Consultations held before nuclear summit
WASHINGTON: A top US official consulted his counterparts in Islamabad this week on nuclear security as the Obama administration prepared for a world nuclear summit in the United States capital next week.
The State Department said Ambassador Bonnie Jenkins visited Pakistan as the head of a US delegation to the annual meeting of the International Network for Nuclear Security Training and Support Centres (NSSC). This year, the meeting was held at the Pakistan Centre of Excellence for Nuclear Security in Islamabad from March 14 to 18.
Ambassador Jenkins serves as the chair of the NSSC Network. The aim of the annual meeting is to review the status of implementation of the network.
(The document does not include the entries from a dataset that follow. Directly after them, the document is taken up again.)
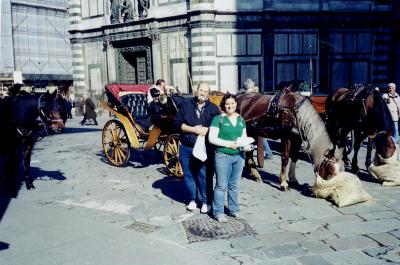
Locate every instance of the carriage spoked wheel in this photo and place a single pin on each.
(116, 144)
(349, 142)
(171, 156)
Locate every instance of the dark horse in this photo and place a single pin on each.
(18, 124)
(360, 109)
(293, 120)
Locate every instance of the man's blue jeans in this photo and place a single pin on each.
(267, 149)
(229, 171)
(396, 131)
(194, 172)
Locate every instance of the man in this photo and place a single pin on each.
(90, 110)
(393, 102)
(248, 87)
(156, 90)
(193, 119)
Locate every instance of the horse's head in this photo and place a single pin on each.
(379, 118)
(384, 144)
(52, 111)
(331, 165)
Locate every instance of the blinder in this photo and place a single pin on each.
(327, 168)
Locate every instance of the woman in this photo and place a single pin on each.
(393, 103)
(225, 130)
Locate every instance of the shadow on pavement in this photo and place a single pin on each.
(81, 130)
(172, 187)
(4, 246)
(364, 175)
(38, 173)
(6, 194)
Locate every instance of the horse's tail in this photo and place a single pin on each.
(384, 113)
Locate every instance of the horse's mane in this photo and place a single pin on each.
(314, 131)
(382, 108)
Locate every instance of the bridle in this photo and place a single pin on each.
(327, 164)
(46, 121)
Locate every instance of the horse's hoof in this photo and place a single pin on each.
(294, 184)
(285, 188)
(355, 170)
(29, 185)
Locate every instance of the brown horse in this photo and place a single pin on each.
(293, 120)
(385, 145)
(360, 109)
(18, 124)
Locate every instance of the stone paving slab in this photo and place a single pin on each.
(385, 239)
(82, 206)
(316, 247)
(357, 242)
(364, 228)
(280, 238)
(313, 260)
(283, 251)
(352, 257)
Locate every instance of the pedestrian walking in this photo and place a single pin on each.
(225, 130)
(193, 120)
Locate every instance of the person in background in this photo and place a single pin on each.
(156, 90)
(225, 130)
(250, 87)
(393, 102)
(90, 110)
(192, 120)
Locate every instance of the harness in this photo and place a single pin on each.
(24, 132)
(273, 107)
(354, 97)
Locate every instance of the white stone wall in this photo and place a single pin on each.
(238, 57)
(94, 68)
(6, 44)
(175, 60)
(41, 38)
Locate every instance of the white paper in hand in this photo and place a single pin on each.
(244, 141)
(199, 149)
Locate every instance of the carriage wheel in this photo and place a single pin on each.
(349, 142)
(171, 156)
(116, 144)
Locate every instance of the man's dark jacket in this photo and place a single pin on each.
(187, 115)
On March 31 and April 1, world leaders will gather in Washington for the fourth and final Nuclear Security Summit, which concludes a pivotal process started by US President Barack Obama in 2010 to intensify global efforts to prevent nuclear terrorism.
As the summits are coming to a close with Mr Obama’s presidency, his administration is using all its resources to achieve some concrete results this year. Since Pakistan and India are the two yet unrecognised nuclear states, they are under the spotlight, at least in the media.
US officials have indicated that they are encouraging a direct meeting between the Pakistani and Indian prime ministers on the sidelines of the summit. American experts argue that the nuclear arms race in South Asia would not end unless relations between these two neighbours improve.